If you have evergreens located in open spots on your property (where wind isn’t blocked by structures or other plants), they are especially at risk of winter burn. An anti-desiccant treatment is one of the best ways to help them emerge from the winter season unharmed.

Force Bulbs Indoors for an Early Taste of Spring!

Who says you have to wait until spring for the colorful beauty of bulbs? Forcing bulbs to bloom indoors is a fun and easy way to brighten up your home’s interior over the colder months ahead.

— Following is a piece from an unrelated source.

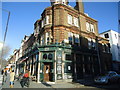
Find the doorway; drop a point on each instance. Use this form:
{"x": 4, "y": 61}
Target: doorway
{"x": 46, "y": 71}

Bulbs such as tulips, daffodils, hyacinths and crocuses can all be brought into bloom earlier than normal. Since time spans from planting to blooming will differ from bulb to bulb, it’s important not to mix varieties in the same container. Also, only top-quality, good- sized bulbs should be used.

 

Planting

In a plastic or clay pot, plant your bulbs in a mixture of three parts garden loam, two parts peat moss and one part sand, leaving about 1’ of space at the top of the pot. The pointed ends of the bulbs should remain exposed. As a rule of thumb, sex tulips, sex daffodils, three hyacinths or 15 crocuses will fit a 6’ pot.  Water the bulbs immediately after planting, and be sure that the soil stays moist afterward.

Cold Treatment

Once planted, your bulbs will need to be kept in a cool (35 to 48 degrees F), dark location for a minimum of 12 weeks (an unheated cellar works well). Remember to keep soil moist, since developing roots can dry out and die quickly.

Forcing

As soon as the shoots reach 3’ or 4’ in height, move your pots into bright, indirect light for three or four days. Then, move the pots into direct sunlight until the flowers bloom, at which point they should be moved back to indirect light. You can extend blooming periods by keeping the roots moist and moving the pots to a cool spot at night.

 

For a continuous supply of flowers, try plating your bulbs at weekly intervals, bringing just a few pots at a time out of cold treatment. Enjoy!